Working into the night is made easier because Sunmount Corporation is able to use the track's lighting normally used for evening NASCAR races.

An 80-ton, rubber-tire, hydraulic rough-terrain crane, outfitted with 6,000 pounds of additional side-addled concrete counterweights and a strong arm balances the load by supporting the bottom and top of the conveyor. The stiff arm also supports the paver from moving down the slope. Additional counterweights are on the outside, or higher section, of the front and rear of the paver track. This gives the paver more stability on the incline. The conveyor feeds the asphalt directly into the hopper.

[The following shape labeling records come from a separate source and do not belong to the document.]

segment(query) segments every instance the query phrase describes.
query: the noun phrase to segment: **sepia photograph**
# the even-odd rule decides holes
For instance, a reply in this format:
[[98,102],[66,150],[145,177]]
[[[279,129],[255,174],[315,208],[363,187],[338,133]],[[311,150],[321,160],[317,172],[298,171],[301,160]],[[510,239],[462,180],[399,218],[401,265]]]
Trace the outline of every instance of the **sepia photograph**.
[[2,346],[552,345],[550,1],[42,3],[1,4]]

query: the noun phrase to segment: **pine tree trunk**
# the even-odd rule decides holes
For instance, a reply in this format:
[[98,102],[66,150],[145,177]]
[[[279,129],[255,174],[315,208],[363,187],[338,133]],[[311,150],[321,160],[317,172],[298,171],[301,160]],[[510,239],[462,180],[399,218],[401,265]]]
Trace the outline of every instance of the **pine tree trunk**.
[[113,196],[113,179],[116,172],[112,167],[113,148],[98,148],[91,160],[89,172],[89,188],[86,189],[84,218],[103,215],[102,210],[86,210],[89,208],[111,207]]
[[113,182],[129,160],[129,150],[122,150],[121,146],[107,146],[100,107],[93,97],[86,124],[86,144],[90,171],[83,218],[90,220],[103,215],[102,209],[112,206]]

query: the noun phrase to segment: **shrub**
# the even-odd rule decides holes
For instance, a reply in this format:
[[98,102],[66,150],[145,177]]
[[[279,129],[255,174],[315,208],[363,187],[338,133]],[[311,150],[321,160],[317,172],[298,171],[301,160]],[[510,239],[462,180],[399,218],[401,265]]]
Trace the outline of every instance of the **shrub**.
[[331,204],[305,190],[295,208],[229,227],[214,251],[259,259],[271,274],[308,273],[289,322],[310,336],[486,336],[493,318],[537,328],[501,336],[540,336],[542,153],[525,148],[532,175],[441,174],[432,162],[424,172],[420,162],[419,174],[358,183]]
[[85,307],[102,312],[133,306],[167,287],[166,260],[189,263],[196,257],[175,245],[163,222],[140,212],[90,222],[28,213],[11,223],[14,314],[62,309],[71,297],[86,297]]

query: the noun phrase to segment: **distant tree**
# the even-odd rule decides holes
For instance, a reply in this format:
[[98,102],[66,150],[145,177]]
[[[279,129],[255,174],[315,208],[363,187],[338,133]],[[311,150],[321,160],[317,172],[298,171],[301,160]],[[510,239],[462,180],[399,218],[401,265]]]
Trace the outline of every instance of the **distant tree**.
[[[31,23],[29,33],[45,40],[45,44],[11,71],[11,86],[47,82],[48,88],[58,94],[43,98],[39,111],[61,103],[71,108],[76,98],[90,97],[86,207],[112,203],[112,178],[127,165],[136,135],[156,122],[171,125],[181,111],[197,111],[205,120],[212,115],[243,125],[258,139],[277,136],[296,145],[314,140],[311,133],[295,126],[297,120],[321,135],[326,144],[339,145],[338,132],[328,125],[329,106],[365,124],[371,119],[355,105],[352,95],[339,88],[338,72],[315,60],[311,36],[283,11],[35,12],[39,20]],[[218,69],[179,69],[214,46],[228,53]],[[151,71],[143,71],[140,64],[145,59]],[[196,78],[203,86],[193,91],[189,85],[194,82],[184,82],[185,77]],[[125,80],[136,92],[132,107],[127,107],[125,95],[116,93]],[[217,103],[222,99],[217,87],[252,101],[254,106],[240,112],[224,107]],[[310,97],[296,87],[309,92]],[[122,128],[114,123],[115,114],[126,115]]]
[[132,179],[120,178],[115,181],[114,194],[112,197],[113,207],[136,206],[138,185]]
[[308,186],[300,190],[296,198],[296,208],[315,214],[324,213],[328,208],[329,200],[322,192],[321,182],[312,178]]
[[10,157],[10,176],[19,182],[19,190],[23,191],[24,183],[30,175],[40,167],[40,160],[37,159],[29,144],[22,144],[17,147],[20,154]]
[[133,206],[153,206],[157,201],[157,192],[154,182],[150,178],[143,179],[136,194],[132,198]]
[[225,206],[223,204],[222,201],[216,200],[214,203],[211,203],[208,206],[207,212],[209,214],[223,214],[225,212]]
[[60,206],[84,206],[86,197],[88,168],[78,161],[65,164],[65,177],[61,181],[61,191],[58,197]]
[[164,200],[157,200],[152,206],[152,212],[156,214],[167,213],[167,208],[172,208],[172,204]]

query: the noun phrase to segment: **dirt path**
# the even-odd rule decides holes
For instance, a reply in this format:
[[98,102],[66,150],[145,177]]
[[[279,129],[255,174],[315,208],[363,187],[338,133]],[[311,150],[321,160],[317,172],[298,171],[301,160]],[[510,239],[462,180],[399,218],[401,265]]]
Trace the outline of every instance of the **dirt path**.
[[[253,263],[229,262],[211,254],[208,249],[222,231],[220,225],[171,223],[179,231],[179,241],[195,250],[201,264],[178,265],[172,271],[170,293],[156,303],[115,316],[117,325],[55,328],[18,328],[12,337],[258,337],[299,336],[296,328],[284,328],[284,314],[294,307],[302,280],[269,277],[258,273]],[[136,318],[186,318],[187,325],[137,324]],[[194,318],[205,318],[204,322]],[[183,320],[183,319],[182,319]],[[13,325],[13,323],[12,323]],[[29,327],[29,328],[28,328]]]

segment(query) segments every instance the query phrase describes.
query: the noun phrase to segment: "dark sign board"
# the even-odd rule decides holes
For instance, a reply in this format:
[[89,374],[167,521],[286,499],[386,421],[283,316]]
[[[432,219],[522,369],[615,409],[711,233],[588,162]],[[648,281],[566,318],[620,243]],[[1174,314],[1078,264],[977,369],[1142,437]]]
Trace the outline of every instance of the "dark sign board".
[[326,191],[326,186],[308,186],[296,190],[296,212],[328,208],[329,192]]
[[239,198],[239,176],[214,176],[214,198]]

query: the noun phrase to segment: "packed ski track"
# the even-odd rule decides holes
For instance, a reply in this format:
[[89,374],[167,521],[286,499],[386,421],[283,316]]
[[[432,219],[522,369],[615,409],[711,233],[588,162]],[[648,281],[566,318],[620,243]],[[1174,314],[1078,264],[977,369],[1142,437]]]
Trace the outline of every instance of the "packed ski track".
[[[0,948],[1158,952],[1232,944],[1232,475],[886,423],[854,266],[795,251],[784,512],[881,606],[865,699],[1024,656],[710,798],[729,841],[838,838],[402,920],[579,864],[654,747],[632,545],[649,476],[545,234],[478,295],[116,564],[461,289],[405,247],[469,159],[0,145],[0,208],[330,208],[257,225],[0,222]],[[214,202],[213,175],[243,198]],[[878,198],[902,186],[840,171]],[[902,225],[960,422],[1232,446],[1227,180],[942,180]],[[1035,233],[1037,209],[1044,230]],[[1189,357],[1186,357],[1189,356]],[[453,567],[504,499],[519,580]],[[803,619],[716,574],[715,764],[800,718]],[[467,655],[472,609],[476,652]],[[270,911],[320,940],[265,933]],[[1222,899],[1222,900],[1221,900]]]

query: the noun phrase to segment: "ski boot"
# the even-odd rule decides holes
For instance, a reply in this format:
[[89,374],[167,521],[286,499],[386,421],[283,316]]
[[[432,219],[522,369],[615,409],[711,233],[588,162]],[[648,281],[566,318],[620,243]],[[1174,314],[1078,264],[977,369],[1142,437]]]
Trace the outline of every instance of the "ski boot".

One of the features of the Titan paver is the double-bar tamping system. This enables the paver to achieve a higher initial mat density directly from the screed. Sunmount's quality control nuclear test results indicate mat density behind the paver screed of 91 percent. The contract specifies 94 percent density.

The remainder of the compaction density is achieved through conventional compactor working in a non-conventional mode. Two compactors are linked together by a strong stiff arm. One pneumatic tire compactor circles the track on the flat bottom side of the track, supporting the second compactor circling on the upper high-banked ring.

Another factor in the Sunmount effort to achieve maximum smoothness on the 7,920-foot-long track is that only non-destructive nuclear testing is permitted during paving. The inspection is done at 400-foot intervals with a Troxler nuclear density gauge. Physical coring and extracting samples from the race track's new surface is prohibited because even the slightest irregularity in the surface could be an impediment to the cars traveling in excess of 200 miles per hour over certain sections.

"With the Ingersoll Rand Titan 525 paver, and some of the other equipment we have modified or manufactured, we have taken the paving of high-speed, high-banked automotive racetracks to the next level," says James. With the new racing surface, drivers will have improved conditions on the track in their quest to pass the checkered flag first.